The Great Tarzan Adventure #8: Tarzan the Terrible

Let me say up front that Tarzan the Terrible has earned top ranking as my favorite of the series.  Yep, one finally beat out Beasts.  It has everything I love going for it: a lost world yarn, an undiscovered civilization, and dinosaurs!  This book reads like Burroughs’ imagination unleashed.  (Perhaps that would have been a better name for it!)  While he is referred to as “the Terrible” throughout the book, to me, this is the first time he has truly acted like a Lord of the Jungle.  Tarzan has dropped his cruel streak finally, and we see him acting out of love and fear for Jane, who was abducted in the previous volume.  But we also get to see Tarzan fighting for a sense of what’s right.    

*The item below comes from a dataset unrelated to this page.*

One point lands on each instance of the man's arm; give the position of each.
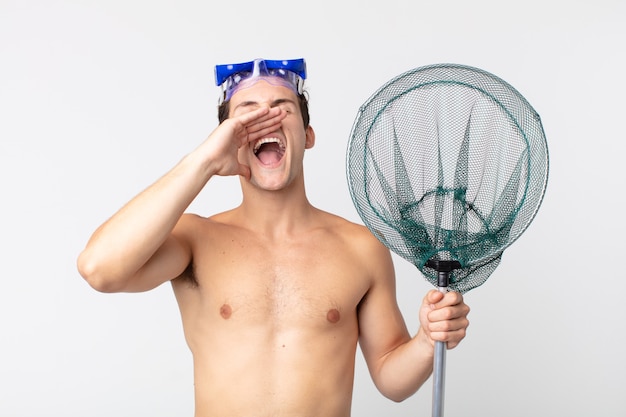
(400, 364)
(145, 244)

Oh, and then there was another thing I loved about this book, but first I have to say –  *SPOLERS!*

Here’s what I liked:

 

  • Pal-ul-don: I really enjoyed this lost world.  Burroughs described it superbly, with its vast swamped-surrounded jungle, cliff dweller lodgings, and the fabulous walled city.  This is the lost world tale I’ve been waiting for.  Everything is eerily familiar yet strangely different.  I hope to see more of it in future volumes. 
  • The Waz-don and the Ho-don: Theses tribes are the perfect inhabitants for a lost world.  I was very surprised, too, when this “sub-human” folk with their monkey-tails, hands and feet turned out to be quite the opposite.  I don’t know that there’s anything beyond one being white and hairless and the other covered with black fur. I’m sure someone has read something into it.  (And the fact that the whites lived in the city while the blacks lived in the cliff-dwellings.)    I simply enjoyed the experience.  Both were equally intelligent and both had their good and bad traits.  Only in appearance did they differ from the “outside” world.  And tech level, of course.
  • Dinosaurs: Okay, so this was a big selling point for me from the cover.  I wanted a lost valley with dinosaurs.  Well, they were there – things called Gryfs.  These were actually omnivorous triceratops, which was okay, but then there were some kind of giant ape-men who could control them with sticks.  Sort of took the thunder out of them, but they were cool nonetheless.
  • Korak: The Killer returns!  I was so glad to see him again.  Even though he did not officially appear until the end of the book, we have glimpses of a mysterious tracker throughout the story.  I knew it was Korak all along, but it was thrilling to be verified.  Maybe we’ll get to see more of him in the next book (see last paragraph below).

Were there things I didn’t like?  Sure.  The story definitely moved at the pace of plot convenience at times.  Jane was lost, not only in Africa, but in a lost world in Africa.  She’s found in less than two hundred fifty pages.  Not complaining too much since any writer today probably would have done it in three 1000 page volumes at the least.  When Tarzan finds her, takes her away, she’s captured again pretty easily.  Tarzan always meets who he needs to or who can best help him, too.  Again, a minor complaint compared to the sense of wonder Burroughs creates.    

Yep, I really, really liked this one.  Terrible actually read like a fantasy novel.  It was filled with vivid scenes and images, and we have a hero that acts truly heroic.  While the conflict is pretty black and white, it does not diminish the story one bit.  If anything, it highlights the archetypal nature of Tarzan.

Next up is volume 9, Tarzan and the Golden Lion.  I glimpsed over Wikipedia, which stated that this one caps off the story that began in Untamed.  Maybe I just became so enthralled with the thrill ride, but I felt this one ended quite nicely.  Anyway, hope to see you there!